With respect to the group of patients who did undergo coronary angiography but were not revascularized (CAG+CAD+), 2 recent subgroup analyses of the Superior Yield of the New Strategy of Enoxaparin, Revascularization, and Glycoprotein IIb/IIIa Inhibitors [SYNERGY] trial and of the Early Glycoprotein IIb/IIIa Inhibition in Non–ST-Segment Elevation Acute Coronary Syndromes [EARLY ACS] trial reported that up to one-third of patients with significant coronary artery disease did not undergo revascularization. The reported reasons were an estimated low risk of recurrent coronary events or a high risk of periprocedural complications related to unfavorable coronary anatomy, severe left ventricular dysfunction, or comorbidities.10,11

In this analysis of EPICOR, age > 75 years was independently associated with a lower probability of undergoing coronary angiography (OR, 0.38; 95%CI, 0.28-0.53; P < .0001).
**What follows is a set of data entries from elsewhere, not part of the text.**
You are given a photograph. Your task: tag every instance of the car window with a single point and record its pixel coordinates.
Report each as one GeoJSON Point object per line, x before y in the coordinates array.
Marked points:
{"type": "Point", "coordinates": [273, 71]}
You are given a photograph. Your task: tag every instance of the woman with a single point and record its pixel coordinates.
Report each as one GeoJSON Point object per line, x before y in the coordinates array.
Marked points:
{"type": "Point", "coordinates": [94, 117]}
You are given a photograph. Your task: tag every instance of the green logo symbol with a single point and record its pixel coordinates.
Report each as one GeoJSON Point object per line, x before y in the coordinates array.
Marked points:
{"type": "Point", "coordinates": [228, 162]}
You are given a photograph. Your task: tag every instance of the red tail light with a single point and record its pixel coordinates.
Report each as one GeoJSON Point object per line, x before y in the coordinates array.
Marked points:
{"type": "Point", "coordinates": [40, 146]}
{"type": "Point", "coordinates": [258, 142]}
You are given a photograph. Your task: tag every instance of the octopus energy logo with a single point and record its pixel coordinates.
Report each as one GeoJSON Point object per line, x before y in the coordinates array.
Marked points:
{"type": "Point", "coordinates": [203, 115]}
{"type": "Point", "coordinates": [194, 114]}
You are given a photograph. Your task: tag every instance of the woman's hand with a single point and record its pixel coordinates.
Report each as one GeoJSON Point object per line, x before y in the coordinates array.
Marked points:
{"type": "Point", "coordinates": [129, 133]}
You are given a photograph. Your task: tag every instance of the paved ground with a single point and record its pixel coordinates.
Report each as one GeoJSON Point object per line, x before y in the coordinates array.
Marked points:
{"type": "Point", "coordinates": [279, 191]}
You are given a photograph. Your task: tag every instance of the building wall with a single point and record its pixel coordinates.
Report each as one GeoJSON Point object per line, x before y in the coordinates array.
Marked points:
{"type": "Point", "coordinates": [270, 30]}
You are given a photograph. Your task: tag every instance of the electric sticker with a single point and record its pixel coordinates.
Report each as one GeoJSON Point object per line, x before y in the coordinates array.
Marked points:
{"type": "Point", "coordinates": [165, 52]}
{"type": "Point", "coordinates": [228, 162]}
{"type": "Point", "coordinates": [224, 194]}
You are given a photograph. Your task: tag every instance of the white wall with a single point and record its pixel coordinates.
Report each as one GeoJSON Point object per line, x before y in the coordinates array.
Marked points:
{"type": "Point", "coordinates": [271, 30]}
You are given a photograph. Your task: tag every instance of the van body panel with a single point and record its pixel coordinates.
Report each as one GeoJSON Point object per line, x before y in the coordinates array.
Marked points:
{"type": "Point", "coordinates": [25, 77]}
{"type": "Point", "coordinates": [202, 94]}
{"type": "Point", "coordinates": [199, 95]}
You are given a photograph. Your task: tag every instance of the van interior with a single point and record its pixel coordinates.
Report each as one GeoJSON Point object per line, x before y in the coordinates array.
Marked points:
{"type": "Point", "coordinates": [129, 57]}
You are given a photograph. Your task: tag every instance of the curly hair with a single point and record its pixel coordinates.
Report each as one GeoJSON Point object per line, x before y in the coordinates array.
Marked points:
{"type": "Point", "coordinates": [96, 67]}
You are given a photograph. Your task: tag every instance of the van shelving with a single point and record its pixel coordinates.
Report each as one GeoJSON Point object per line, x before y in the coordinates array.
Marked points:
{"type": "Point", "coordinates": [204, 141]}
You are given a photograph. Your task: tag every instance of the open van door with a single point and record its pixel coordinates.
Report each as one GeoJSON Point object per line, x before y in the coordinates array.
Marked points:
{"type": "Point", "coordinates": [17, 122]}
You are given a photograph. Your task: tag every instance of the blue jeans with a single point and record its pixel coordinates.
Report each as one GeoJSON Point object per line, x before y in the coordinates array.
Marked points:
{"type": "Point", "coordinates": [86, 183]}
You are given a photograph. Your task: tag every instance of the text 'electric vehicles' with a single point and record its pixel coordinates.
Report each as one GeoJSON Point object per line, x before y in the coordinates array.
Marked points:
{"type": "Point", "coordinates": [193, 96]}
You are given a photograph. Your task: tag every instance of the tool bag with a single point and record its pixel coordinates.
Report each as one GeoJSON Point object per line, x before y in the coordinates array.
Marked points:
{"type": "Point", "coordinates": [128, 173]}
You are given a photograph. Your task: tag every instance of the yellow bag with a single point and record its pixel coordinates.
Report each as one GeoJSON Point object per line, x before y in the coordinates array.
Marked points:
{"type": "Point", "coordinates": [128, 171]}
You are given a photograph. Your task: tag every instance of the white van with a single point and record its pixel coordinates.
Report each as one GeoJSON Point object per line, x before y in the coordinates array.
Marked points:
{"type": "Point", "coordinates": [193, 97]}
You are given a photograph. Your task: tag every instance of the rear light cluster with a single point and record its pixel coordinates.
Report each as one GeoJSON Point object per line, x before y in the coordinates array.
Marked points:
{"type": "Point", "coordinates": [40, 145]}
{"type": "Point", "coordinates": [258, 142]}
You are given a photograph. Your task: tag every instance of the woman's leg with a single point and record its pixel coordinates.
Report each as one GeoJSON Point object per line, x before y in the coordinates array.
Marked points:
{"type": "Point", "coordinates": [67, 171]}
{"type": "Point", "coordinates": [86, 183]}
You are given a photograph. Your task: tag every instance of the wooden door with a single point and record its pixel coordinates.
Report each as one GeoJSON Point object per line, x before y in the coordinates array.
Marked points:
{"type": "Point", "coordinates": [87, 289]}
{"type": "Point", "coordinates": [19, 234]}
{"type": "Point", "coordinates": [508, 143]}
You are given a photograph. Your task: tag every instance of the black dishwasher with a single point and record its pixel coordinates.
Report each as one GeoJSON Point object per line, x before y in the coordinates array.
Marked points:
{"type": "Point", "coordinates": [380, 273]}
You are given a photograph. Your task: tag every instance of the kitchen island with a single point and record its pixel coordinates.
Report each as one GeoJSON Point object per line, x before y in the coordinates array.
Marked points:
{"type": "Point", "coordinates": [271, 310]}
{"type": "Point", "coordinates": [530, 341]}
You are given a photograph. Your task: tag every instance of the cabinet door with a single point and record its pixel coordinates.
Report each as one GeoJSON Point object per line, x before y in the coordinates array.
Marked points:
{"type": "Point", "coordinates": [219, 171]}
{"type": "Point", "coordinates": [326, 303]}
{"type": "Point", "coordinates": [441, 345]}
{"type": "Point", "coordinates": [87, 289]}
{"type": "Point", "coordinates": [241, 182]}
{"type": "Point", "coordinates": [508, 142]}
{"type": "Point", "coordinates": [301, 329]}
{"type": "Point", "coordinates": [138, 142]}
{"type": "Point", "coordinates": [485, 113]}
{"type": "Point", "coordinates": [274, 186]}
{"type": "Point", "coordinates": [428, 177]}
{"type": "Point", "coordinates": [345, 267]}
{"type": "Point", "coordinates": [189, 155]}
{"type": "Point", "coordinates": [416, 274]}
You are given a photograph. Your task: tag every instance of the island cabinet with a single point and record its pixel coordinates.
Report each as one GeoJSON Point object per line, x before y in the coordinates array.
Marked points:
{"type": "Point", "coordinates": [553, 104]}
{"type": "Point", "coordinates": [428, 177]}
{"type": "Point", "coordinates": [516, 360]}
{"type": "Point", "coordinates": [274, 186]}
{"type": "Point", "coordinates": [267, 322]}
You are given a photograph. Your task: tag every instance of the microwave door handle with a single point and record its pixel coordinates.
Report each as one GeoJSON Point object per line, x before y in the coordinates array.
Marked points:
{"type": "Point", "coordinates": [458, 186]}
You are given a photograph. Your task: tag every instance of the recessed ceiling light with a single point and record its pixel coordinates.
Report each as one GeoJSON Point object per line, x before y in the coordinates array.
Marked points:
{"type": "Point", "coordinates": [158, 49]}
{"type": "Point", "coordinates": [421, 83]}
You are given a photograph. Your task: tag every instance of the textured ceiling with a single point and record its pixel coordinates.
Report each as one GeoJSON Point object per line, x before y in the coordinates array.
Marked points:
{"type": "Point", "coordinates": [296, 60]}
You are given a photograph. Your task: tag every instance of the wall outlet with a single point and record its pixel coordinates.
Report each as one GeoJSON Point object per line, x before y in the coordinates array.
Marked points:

Similarly, patients aged > 75 years had a lower probability of undergoing revascularization following coronary angiography (OR, 0.73; 95%CI, 0.55-0.98; P = .0348). In an analysis of the Global Registry of Acute Coronary Events (GRACE) registry, NSTEACS patients older than 75 years underwent coronary angiography and revascularization less often than younger patients.12 In the PLATO study, an invasive management was planned in a lower proportion of patients aged ≥ 75 years (61.5%) compared with younger patients (73.9%) (P < .0001).13 Age per se should not be a factor precluding access to coronary angiography and revascularization in NSTEACS. Accordingly, the randomized controlled After Eighty trial demonstrated the superiority of the invasive strategy over a conservative approach in 457 NSTEACS patients aged 80 years or more.14 At a median follow-up of 1.5 years, the primary composite outcome (myocardial infarction, need for urgent revascularization, stroke, and death) occurred in 40.6% in the invasive strategy group vs 61.4% in the conservative group (HR, 0.53; 95%CI, 0.41-0.69). In the elderly, the 2015 European Society of Cardiology NSTEACS guidelines–published before the release of the After Eighty trial−recommend an invasive strategy, if appropriate, after careful evaluation of comorbidities, life expectancy, quality of life, frailty, and patient preferences.2

In conclusion, the work of Bueno et al. should be praised for drawing the attention to the ill-defined group of NSTEACS patients not undergoing coronary revascularization, which includes patients not undergoing coronary angiography, those undergoing angiography demonstrating coronary artery disease but not undergoing revascularization, and patients with no significant coronary artery disease on angiography. With the exception of the latter group, patients treated medically had higher mortality than patients who benefited from revascularization. More investigations are needed to understand the reasons for not offering coronary angiography to NSTEACS patients and, among those with significant disease on angiography, for not providing revascularization.15 The After Eighty trial has clearly shown us that age per se should not be used as a reason to withhold an invasive strategy and, if appropriate, revascularization.

CONFLICTS OF INTEREST

M. Roffi declares institutional research grants from Abbott Vascular, Boston Scientific, Medtronic, Biotronik, and Terumo.